Title screen from Aaargh! Condor

In Aaargh! Condor, you play as a man who really hates a large bird.

There’s a condor flying around, and in about 10 seconds, it’s gonna steal a dude. According to one of the only contemporary reviews of Aaargh! Condor – a name that I will repeat as many times as possible in this short post – the dude is actually a damsel in distress, but it’s irrelevant. You’ve gotta kill that condor.

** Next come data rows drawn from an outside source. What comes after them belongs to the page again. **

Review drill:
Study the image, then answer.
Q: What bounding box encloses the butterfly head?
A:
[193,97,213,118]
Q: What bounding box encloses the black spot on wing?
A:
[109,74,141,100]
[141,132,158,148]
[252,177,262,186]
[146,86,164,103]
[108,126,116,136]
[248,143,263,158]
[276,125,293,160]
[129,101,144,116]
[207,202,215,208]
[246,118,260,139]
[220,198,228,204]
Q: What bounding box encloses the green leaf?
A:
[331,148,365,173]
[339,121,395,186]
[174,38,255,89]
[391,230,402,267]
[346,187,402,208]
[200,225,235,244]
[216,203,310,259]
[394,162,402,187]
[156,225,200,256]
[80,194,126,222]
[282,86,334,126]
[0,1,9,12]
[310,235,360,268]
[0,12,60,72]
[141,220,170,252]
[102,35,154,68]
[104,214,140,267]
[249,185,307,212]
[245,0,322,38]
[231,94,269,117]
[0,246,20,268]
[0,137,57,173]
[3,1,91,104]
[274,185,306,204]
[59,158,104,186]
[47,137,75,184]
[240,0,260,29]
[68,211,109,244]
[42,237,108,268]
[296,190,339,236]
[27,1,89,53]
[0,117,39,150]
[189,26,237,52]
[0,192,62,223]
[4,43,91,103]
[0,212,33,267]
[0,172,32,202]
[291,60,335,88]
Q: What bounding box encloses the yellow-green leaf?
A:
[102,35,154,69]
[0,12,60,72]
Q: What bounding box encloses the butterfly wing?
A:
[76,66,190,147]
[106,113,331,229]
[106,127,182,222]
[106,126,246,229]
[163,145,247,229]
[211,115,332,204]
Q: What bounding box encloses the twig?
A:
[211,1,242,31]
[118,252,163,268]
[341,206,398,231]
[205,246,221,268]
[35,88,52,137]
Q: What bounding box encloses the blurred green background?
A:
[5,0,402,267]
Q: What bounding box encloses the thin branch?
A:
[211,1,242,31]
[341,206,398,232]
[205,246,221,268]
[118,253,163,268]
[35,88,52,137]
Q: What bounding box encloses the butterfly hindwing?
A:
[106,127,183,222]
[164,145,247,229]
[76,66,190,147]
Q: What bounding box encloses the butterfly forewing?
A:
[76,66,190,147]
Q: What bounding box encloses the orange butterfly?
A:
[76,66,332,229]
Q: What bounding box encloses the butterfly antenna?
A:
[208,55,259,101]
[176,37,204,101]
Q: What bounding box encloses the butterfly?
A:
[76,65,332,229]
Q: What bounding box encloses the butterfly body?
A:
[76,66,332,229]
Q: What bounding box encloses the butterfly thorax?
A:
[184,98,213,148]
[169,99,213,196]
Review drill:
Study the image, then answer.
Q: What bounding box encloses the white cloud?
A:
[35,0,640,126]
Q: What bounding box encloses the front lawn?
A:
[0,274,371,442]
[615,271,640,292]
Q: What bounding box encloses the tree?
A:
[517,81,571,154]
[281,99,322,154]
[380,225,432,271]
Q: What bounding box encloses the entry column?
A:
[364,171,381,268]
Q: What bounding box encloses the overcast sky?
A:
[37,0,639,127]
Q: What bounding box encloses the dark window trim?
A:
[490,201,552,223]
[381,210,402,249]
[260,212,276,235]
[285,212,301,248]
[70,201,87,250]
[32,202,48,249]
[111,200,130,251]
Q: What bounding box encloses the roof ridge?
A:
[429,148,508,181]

At the top of a hill, there is a spear. Hazards litter the road to the top. You’ve got snakes, porcupines, fires, falling condor eggs, a strange man who shoot arrows at you, and something that looks like a pair of eyeballs sticking out of the ground. Once you dodge all of them and climb to the top, you hurl the spear off the hill at the condor. If you kill it, another condor appears, and you do it again. Aaargh, condor!

Screenshot from Aaargh! Condor

Aaargh, condor!

Aaargh! Condor goes extremely quickly. You only get a fraction of a second to react to the hazards, especially the arrow man, who comes out of nowhere. The challenge depends half on reaction time and half on memorizing when something will jump out. You get points for dodging attacks too, so you can run up a decent score even if you let the damsel get eaten.

This has to be one of the most inane premises for a game like this, and god help me, I wanted to keep trying to get that condor. It was almost a compulsive reaction. Aaargh! Condor wastes absolutely no time between the start of the game and fighting a huge bird. And then fighting another huge bird. Aaargh! Condor!

2 comments

  • I am a complete sucker for this sort of title and am doubly endeared to it by the fact its frantic gameplay matches the intensity of the scream “Aaargh! Condor.” Thank you for making me aware of this!

    I wonder if anyone knows anything about the game’s author Alan G. Osborne. I see they made a handful of games in 1983 published by the Games Machine. Does anyone know how to contact Alan? (I am, I confess, tempted to remake this game).

  • Phil "Shadsy" Salvador

    I haven’t tried contacting him, and I’m not quite sure how! MobyGames says Games Machine was based out of Hertfordshire in the UK, if that’s any remote help.